Tutto ciò sposta il centro della riflessione a un altro ambito. C'è infatti un grande equivoco su questo utilizzo della religione. “Per i politici la religione è un elemento di carattere culturale, che serve a ricollegarsi al passato, a fondare le radici. Non è una questione di fede né di etica, semplicemente si tratta di ridurre il cristianesimo a un elemento folkloristico che non ha nulla a che fare con la pratica religiosa, ma che serve a salvaguardare i confini dell'identità”, chiarisce Giordan. “Il Papa utilizza la religione in modo alquanto diverso: non come rifermento al passato, ma come luce per il presente, cioè come criterio interpretativo che aiuta a cogliere come l'incontro con il vangelo possa essere di riferimento per comprendere il presente e costruire il futuro”.

Nel contesto contemporaneo, così complesso, in cui le migrazioni sembrano essere il problema (anche se non sono l'unico problema), la religione si presta quindi a questo utilizzo duplice: guida verso un nuovo futuro per i religiosi e costruzione identitaria per i politici.

Che si tratti di una strumentalizzazione è un dato di fatto”, aggiunge Giordan. “Che faccia presa su alcuni cattolici è altrettanto evidente. Si tratta di fedeli che probabilmente non sono ingenui, ma un po' disorientanti per il fatto che papa Francesco ha scelto di cambiare strategia nel rapporto tra chiesa e politica rispetto ai pontefici precedenti, facendo sì che la chiesa non entri direttamente in politica. Il Papa non ha preso una posizione netta per quanto riguarda alcune questioni. Ciò ha lasciato nel disorientamento molti cattolici. Per questo motivo, chi si fa difensore dei “valori non negoziabili” non è più l'istituzione cattolica ma sembra essere il partito politico, nella cui agenda sono entrate le tematiche della famiglia fondata sull'unione di uomo e donna e l'allerta sul discorso sul gender. La scelta di papa Francesco, invece, è diversa: è quella di formare le coscienze, cosa che richiede tempi più lunghi”.

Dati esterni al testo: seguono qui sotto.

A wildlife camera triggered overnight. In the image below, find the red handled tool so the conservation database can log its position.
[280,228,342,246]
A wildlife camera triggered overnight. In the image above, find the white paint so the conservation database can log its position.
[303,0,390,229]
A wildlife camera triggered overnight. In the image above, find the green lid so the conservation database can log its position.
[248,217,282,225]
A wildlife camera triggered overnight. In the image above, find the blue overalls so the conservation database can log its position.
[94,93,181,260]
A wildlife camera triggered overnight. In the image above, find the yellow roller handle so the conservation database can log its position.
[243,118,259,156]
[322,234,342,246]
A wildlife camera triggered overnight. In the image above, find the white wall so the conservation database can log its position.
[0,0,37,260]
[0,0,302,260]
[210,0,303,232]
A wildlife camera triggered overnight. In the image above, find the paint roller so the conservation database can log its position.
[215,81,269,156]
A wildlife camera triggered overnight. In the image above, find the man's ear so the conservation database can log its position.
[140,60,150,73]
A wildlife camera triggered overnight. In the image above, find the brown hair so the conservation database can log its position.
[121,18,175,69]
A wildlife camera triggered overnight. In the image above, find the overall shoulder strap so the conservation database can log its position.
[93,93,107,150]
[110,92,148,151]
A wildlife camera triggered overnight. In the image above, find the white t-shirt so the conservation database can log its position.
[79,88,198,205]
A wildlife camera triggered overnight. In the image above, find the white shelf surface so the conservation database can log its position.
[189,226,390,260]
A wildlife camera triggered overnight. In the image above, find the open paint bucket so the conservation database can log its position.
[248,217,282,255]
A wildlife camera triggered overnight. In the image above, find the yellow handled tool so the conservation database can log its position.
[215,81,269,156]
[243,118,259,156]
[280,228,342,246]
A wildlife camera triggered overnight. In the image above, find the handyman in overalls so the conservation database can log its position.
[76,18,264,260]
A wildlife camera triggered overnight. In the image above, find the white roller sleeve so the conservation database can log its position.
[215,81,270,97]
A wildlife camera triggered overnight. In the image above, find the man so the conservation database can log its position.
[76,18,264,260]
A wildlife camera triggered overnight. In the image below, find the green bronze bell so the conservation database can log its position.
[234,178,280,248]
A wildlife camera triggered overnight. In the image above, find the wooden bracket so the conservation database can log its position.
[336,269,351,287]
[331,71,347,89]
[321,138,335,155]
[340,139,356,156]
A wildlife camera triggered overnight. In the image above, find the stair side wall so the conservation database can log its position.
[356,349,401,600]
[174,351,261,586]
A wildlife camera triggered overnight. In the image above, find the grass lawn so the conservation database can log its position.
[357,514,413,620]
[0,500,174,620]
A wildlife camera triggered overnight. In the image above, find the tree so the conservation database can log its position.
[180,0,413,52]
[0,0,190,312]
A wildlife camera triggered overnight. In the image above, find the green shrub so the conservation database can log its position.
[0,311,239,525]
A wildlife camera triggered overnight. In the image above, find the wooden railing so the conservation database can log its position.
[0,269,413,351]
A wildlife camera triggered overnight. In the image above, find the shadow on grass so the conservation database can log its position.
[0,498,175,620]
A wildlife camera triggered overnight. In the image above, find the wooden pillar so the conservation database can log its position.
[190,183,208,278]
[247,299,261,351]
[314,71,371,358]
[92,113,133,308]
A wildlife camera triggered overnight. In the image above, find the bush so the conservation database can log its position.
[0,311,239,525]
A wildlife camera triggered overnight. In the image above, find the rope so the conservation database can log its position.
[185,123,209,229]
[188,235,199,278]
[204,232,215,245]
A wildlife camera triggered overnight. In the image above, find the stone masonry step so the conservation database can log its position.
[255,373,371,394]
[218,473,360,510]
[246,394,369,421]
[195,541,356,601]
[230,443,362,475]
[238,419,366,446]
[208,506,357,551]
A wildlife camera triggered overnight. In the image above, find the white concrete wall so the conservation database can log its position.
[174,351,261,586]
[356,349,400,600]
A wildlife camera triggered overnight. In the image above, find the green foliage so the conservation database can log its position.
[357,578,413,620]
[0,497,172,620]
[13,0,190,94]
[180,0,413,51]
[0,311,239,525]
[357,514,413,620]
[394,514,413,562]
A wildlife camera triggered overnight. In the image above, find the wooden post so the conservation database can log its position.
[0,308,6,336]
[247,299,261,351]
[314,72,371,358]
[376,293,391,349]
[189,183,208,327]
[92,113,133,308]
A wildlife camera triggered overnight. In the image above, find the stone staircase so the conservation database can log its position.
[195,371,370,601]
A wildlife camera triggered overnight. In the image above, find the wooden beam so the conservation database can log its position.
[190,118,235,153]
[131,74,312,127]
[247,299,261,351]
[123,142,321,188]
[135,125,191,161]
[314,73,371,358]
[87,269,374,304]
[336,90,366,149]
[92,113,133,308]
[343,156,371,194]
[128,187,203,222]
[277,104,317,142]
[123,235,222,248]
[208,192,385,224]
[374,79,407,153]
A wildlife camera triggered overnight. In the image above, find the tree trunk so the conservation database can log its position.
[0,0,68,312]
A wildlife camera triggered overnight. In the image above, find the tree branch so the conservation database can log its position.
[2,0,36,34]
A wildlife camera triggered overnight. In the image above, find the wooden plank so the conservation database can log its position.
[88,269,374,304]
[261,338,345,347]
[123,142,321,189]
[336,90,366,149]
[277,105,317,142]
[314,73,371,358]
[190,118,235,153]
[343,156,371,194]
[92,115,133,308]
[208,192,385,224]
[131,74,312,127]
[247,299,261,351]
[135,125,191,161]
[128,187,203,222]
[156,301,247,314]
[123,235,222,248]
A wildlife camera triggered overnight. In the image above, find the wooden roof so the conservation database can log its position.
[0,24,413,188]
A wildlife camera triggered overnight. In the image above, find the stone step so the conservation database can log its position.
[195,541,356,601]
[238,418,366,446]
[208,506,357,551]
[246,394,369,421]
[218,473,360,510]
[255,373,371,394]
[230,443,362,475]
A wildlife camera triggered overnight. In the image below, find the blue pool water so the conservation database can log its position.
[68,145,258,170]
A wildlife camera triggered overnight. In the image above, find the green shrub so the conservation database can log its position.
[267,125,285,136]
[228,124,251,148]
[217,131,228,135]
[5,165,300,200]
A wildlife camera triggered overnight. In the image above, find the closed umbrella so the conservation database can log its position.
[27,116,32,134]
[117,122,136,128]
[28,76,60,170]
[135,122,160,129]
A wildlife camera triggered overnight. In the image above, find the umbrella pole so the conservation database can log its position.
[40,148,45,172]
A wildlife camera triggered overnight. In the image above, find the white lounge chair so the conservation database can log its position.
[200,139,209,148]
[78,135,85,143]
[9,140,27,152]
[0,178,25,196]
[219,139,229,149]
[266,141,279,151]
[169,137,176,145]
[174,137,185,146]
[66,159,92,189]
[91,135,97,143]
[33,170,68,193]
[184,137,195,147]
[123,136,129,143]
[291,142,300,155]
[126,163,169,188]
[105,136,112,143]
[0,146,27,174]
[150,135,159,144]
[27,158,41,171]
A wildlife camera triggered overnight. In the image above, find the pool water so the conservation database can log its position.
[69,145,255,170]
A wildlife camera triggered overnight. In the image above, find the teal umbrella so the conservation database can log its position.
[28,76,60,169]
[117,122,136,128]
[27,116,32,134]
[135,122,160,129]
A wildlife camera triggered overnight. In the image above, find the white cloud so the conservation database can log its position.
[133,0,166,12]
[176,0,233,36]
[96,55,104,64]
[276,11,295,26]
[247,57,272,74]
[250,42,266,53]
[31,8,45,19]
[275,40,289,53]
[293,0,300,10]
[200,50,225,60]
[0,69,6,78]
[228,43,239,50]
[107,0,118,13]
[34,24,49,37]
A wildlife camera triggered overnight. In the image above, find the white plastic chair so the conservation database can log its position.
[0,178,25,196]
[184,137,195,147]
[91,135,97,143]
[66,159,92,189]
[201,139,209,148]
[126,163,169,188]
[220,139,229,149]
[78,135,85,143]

Il professor Giordan ricorda infatti la lettera di alcune suore di clausura, le quali si dichiarano disponibili ad accogliere i rifugiati nei monasteri. Il Papa fece un appello a riguardo il 6 settembre del 2015, chiedendo a tutti i santuari e monasteri in Europa di accogliere le famiglie dei rifugiati. Fu un invito che ebbe un livello di significatività percentuale quasi nulla, ma che, a quanto pare, non è stato completamente dimenticato.